FBI Director James Comey on Thursday told lawmakers that encryption is “the hardest question I’ve seen in government.”
{mosads}“I think the larger question is not going to be answered in the courts and shouldn’t be, because it’s really about who do we want to be and how do we want to govern ourselves,” Comey said during a House Intelligence Committee hearing on Thursday.
Comey’s testimony comes a week after a federal judge ordered Apple to help the FBI by unlocking the iPhone of San Bernardino shooter Syed Rizwan Farook. The tech giant is opposing the order on the grounds that it would set a “dangerous precedent” that would undermine the privacy and security of its flagship product.
Comey said Thursday that it is not his intention to undermine online privacy by forcing policy changes.
“I’ve been very keen to keep the Bureau out of the policy-making business. I think our role is to make folks understand what are the costs associated with moving to a world of universal strong encryption,” Comey said.
“I love encryption. I love privacy,” he added.
The Apple court order has become a heated case study in a long-running debate over the access that law enforcement should have into locked communications. Comey has long argued that impenetrable encryption is stymieing investigations by locking out officials who have the appropriate warrants to access a suspect’s device.
Technologists and privacy advocates have pushed back, insisting that impenetrable encryption is indispensable to online security and privacy.
Rep. Adam Schiff (D-Calif.) pressed Comey on whether the Apple case will set a precedent that prosecutors will use to force the company to unlock other iPhones in the future, effectively shifting encryption policy.
“I don’t see a limiting principle — if that argument is accepted by the court in this case, won’t it lead district attorneys and other prosecutors around the country to essentially make the same argument in their cases?” the committee’s ranking member asked.
“While the result may only affect this phone, the precedent may be there for many others,” he added.

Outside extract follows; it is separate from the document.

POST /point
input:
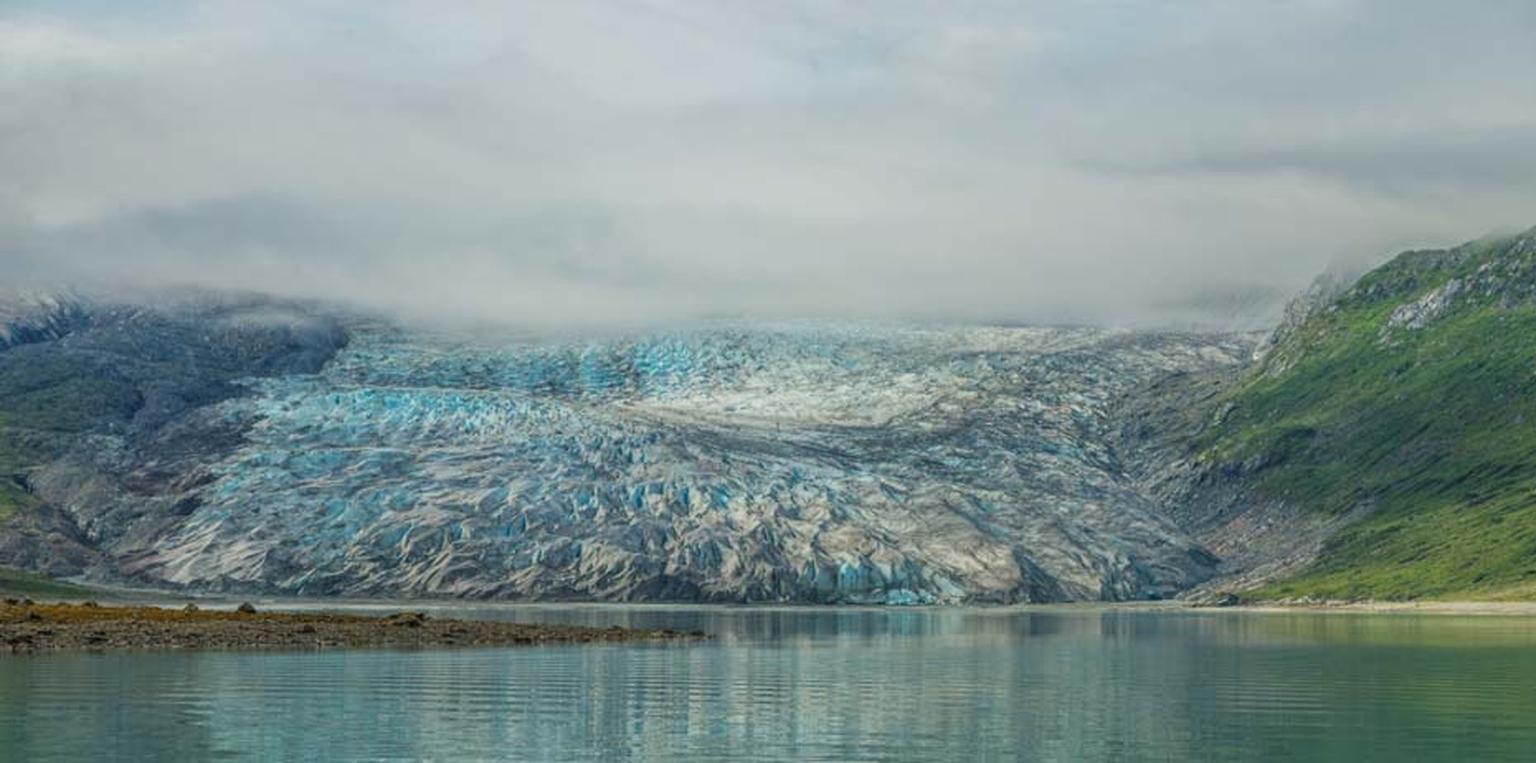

The government is attempting to use an 18th-century law called the All Writs Act to compel Apple to disable a key security feature on Farook’s county-owned work phone.
Critics have warned that a ruling in the government’s favor would set a precedent that would inappropriately broaden the scope of the law.
The 1789 law allows federal judges to compel others to help the government perform its duties so long as requests are not “unduly burdensome.” Comey noted Thursday that it has been used by investigators for “hundreds of years.”
The FBI director on Thursday also allowed that a decision in the case could be “instructive” for other courts, a subtle shift from the position he staked on Sunday that it was “not about setting a precedent.”
“A decision by a judge will guide how other courts handle similar requests. How judges interpret that is not binding, but will be important, so I think that’s fair to say,” Comey said, responding to Schiff’s contention that there will be a precedent.
But he also argued that the case is specifically tailored to Farook’s phone.
“Experts have told me the combination of a 5c and this particular operating system is sufficiently unusual that it’s unlikely to be a trailblazer because of technology being the limiting principle,” Comey said.
Specifically, the court order compels the tech giant to write a piece of code disabling a failsafe that triggers the phone to wipe its own memory if an incorrect password is attempted 10 times in a row. Such a change would allow the FBI to hack into the device.
Comey insisted Thursday that the code — which Apple says does not exist — “works only on this one phone.”
Apple has argued stridently that the use of the All Writs Act in this case is governmental overreach, an assessment largely backed by the technology industry.
“The implications of the government’s demands are chilling. If the government can use the All Writs Act to make it easier to unlock your iPhone, it would have the power to reach into anyone’s device to capture their data,” Apple CEO Tim Cook warned last week when he announced the company would be opposing the agency’s demands.
—This report was updated at 11:08 a.m.